Several groups have been active for years to support the homeless and to urge the Council to reconsider regulations criminalizing their existence.

Movements to stand with people who were moved became more aggressive. Chico Friends on the Street continued to offer meals and coffee breakfast three times a week on Sundays, while the North State Shelter team was made up of activists who wanted to help uninhabited people stay in their places.

The Chico Housing Action Team has received assistance from the Chico City Council to raise American Rescue funding to put together a family housing program.

Former Interim Executive Director Leslie Johnson said on June 18, “We’ve never really slowed down with COVID-19 because the need hasn’t let up.”
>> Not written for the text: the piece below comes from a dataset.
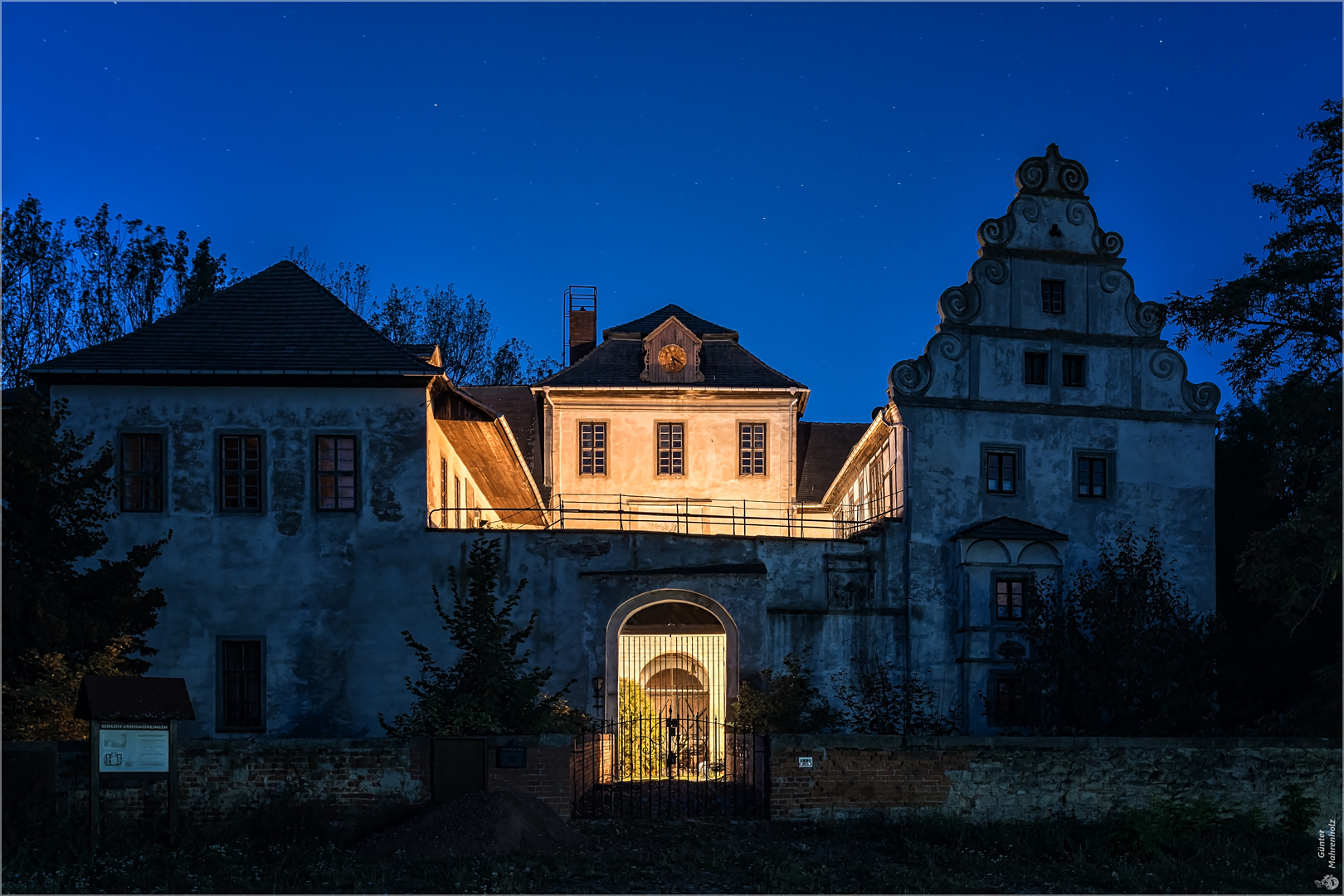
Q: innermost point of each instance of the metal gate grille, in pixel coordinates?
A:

“People have so many stereotypes about homelessness and who the homeless are,” she said.

“People tend to think that drugs or mental illness make them homeless. Well, it certainly doesn’t help, but usually there are other factors that cause people to become homeless and create barriers that prevent them from getting into an apartment. “

“The biggest myth is that homelessness is a choice,” added Taylor.

“For the vast majority of people, there are several reasons and challenges that keep people from getting into an apartment.

“Even with the unprecedented number of affordable and even marketable units currently being built … that will still not be enough.”

“I really don’t think we’re catching up or overtaking,” agreed Johnson.

From Tuesday, Chico will open a temporary campsite for 571 people on Friday near the city airport. No service provider has been appointed to administer the site. The city will take this proposal to the federal court on July 2nd.